Читаем Bittersweet (СИ) полностью

Он ехал домой в отвратительном настроении, понимая, что родитель, в который раз, не оправдал его ожиданий, поддержав начинания любимой дочери. Так бывало всегда, начиная с раннего детства, но он продолжал наивно верить, что однажды Эйден или Симона решат помочь, примут его сторону и поставят Челси на место. Ошибкой было думать, что с годами люди меняются. Родители улыбались ему, сестра и её муж тоже не кривились демонстративно, когда Ромуальд сидел вместе с ними за столом, но чувство неловкости, висевшее над гостиной, зашкаливало. В итоге, победа вновь осталась за большинством.

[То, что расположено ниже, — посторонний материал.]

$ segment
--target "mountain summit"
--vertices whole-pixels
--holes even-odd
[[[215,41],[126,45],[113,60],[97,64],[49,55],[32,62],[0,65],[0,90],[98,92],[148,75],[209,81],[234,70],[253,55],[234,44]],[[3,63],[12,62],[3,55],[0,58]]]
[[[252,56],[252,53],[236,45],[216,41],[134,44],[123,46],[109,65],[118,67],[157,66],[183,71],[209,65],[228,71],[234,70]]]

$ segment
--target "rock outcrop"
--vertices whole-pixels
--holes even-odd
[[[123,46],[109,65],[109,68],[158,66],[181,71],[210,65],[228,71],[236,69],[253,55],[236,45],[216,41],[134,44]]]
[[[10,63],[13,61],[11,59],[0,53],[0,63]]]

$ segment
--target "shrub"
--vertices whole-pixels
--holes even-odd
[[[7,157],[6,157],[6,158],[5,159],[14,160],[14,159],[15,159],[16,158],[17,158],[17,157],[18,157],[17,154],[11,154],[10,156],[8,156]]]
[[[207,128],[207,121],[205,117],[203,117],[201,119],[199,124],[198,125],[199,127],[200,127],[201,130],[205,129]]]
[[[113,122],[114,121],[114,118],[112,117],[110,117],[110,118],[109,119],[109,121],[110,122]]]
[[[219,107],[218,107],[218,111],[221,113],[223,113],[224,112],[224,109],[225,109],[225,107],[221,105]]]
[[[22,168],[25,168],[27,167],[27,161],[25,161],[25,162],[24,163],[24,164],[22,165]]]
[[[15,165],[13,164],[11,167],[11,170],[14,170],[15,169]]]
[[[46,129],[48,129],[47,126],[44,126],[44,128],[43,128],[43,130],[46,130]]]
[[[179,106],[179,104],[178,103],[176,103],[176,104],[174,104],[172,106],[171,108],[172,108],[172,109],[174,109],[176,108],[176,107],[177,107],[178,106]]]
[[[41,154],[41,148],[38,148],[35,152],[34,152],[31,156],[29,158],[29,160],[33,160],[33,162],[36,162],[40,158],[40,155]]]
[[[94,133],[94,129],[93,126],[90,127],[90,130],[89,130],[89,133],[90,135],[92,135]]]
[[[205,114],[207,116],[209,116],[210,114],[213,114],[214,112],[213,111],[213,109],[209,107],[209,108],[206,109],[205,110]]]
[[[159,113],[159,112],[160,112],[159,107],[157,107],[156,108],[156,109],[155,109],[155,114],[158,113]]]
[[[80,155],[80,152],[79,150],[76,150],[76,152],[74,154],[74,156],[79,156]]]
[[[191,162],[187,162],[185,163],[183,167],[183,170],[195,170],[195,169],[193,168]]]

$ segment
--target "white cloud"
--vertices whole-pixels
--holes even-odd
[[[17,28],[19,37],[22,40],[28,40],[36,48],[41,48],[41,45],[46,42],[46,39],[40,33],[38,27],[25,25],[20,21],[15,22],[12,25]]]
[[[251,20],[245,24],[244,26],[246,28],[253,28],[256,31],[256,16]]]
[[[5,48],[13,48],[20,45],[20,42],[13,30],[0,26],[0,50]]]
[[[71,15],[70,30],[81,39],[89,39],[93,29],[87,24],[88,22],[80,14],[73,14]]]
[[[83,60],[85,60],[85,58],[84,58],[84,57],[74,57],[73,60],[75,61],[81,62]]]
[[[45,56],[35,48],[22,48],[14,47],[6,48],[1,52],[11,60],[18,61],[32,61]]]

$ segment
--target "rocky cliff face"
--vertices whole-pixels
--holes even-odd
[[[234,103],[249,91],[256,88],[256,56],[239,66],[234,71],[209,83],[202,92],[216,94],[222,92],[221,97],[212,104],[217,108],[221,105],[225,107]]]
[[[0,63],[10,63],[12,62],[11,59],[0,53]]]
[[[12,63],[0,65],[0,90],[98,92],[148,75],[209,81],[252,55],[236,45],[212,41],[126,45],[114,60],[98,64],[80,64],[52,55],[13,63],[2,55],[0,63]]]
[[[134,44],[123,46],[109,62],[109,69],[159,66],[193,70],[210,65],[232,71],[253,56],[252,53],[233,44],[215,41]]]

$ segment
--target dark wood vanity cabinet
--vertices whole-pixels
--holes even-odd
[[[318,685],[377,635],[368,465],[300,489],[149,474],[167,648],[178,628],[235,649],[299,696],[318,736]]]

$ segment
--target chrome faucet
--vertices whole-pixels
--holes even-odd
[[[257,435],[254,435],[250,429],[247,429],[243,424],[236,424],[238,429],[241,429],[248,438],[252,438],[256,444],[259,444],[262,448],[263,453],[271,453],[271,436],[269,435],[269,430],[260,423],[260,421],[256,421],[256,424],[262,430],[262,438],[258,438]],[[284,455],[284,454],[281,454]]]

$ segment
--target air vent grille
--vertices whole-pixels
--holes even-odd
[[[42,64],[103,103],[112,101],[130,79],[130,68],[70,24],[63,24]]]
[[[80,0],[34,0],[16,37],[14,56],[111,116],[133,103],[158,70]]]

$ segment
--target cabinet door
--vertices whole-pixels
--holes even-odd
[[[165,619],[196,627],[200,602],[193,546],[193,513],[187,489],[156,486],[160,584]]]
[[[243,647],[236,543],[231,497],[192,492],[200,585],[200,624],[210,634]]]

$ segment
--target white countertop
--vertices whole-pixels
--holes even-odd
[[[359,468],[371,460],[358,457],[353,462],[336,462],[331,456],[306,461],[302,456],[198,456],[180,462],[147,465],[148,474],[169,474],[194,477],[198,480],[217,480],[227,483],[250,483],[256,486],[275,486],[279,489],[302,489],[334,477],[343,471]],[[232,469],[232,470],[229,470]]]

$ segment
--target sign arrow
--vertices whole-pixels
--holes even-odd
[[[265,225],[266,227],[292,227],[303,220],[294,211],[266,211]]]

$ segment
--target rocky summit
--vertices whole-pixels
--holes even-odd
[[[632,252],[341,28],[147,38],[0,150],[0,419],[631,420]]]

Ромуальд не выдержал гнетущей атмосферы и первым вышел из-за стола, практически не притронувшись к еде. Ему казалось – ещё немного, и тошнота подступит к горлу, взметнётся вверх стремительно, как подземный ключ, пробивающийся сквозь грунт. Перспективы, которые он рисовал для напарника по сцене, станут его реальностью, с небольшой поправкой – его коленки никто не тронет. Тошнота появится сама собой, и он вновь испортит настроение своей идеальной семейке, когда всё снова окажется на тарелке, но уже не в первозданном виде, а выблеванное и неаппетитное. Они наверняка решат, что он это нарочно сделал, а не потому, что его выморозили постные рожи и пафосное поведение тех, кто рядом. Конечно, травить группой проще, чем сражаться в одиночку. Печально, если эта группа называется твоей семьёй. Согласно негласным общественным правилам, именно в её пределах следует искать поддержку в трудных ситуациях, но Ромуальд стал исключением из правил. Его не поддерживали. Его родственнички поддерживали кого угодно, даже Илайю, которого знали без году неделю, но того, кто был одной с ними крови, закидывали камнями.

Выходка с побегом из-за стола практически кричала об отсутствии той самой зрелости, о которой днём говорила Челси. Ромуальд чувствовал, что его осуждают и качают головой, восклицая о пробелах воспитания в сочетании с невероятно завышенной самооценкой, грубостью и неумением вести себя в обществе, придерживаясь определённых правил. Ужасный, ужасный Ромуальд.

Если бы не необходимость разговаривать с отцом после ужина, он бы рванул из этого дома на реактивной скорости, а так добрался только до коридора, отделявшего основное строение от зимнего сада. Научись Ромуальд курить в период юности, обязательно потянулся бы за сигаретами и одну за другой приговорил всю пачку. Не имея вредной привычки, он терял шанс успокоить себя подобным методам. Оставалось рефлексировать и тонуть в своей боли. Он мог бы устроить скандал непосредственно в обеденном зале, но пришлось царапать себя и мысленно считать до ста, потому что после грандиозной истерики можно было окончательно распрощаться с расположением отца, а то и пощечину от матери получить. Симона, конечно, считала себя женщиной сдержанной и мудрой, но когда дело касалось младшего сына, она становилась на сторону большинства и заявляла, любуясь собой со стороны, что Ромуальд сам виноват в сложившейся ситуации. Никто не привязывал его намеренно к человеку с такими данными и не заставлял гробить жизнь рядом с ним.

В момент произношения этих фраз его так и надирало напомнить, в каком восторге Симона пребывала раньше, когда Джулиан не был «больным уродом», а считался «обаятельным молодым человеком». Кажется, если бы судьба поменяла Джулиана и Ромуальда местами, Эганы, что старшее, что младшее, точнее, среднее поколение разом отвернулись бы от родственника и позабыли, как звучит его имя. Они ничего не делали, чтобы помочь ему, они не пытались.

Они были не меньшими предателями, чем те же журналисты. От последних Ромуальд ничего не ждал, но родственники… Когда-то ему казалось, что он может положиться на них, довериться и знать, что при необходимости рука помощи не заставит себя ждать. Ныне от уверенности ничего не осталось.

Единственным, кого бегство Ромуальда из-за стола озадачило, оказался, что неудивительно, его племянник. Флинт, мало понимающий в жизни и, наверное, считающий, что сладкое способно помочь от всего на свете, притащил дяде несколько шоколадных конфет. Они ели их, сидя на скамейке, всё в том же стеклянном коридоре, а Ромуальд ловил себя на мысли, что хотел бы вновь стать ребёнком. Обрывал свои мечты, когда натыкался на пунктик под названием «Джулиан».

Стань он сейчас ребёнком, Джулиан останется в одиночестве, а его жизнь и без того нельзя назвать сладкой.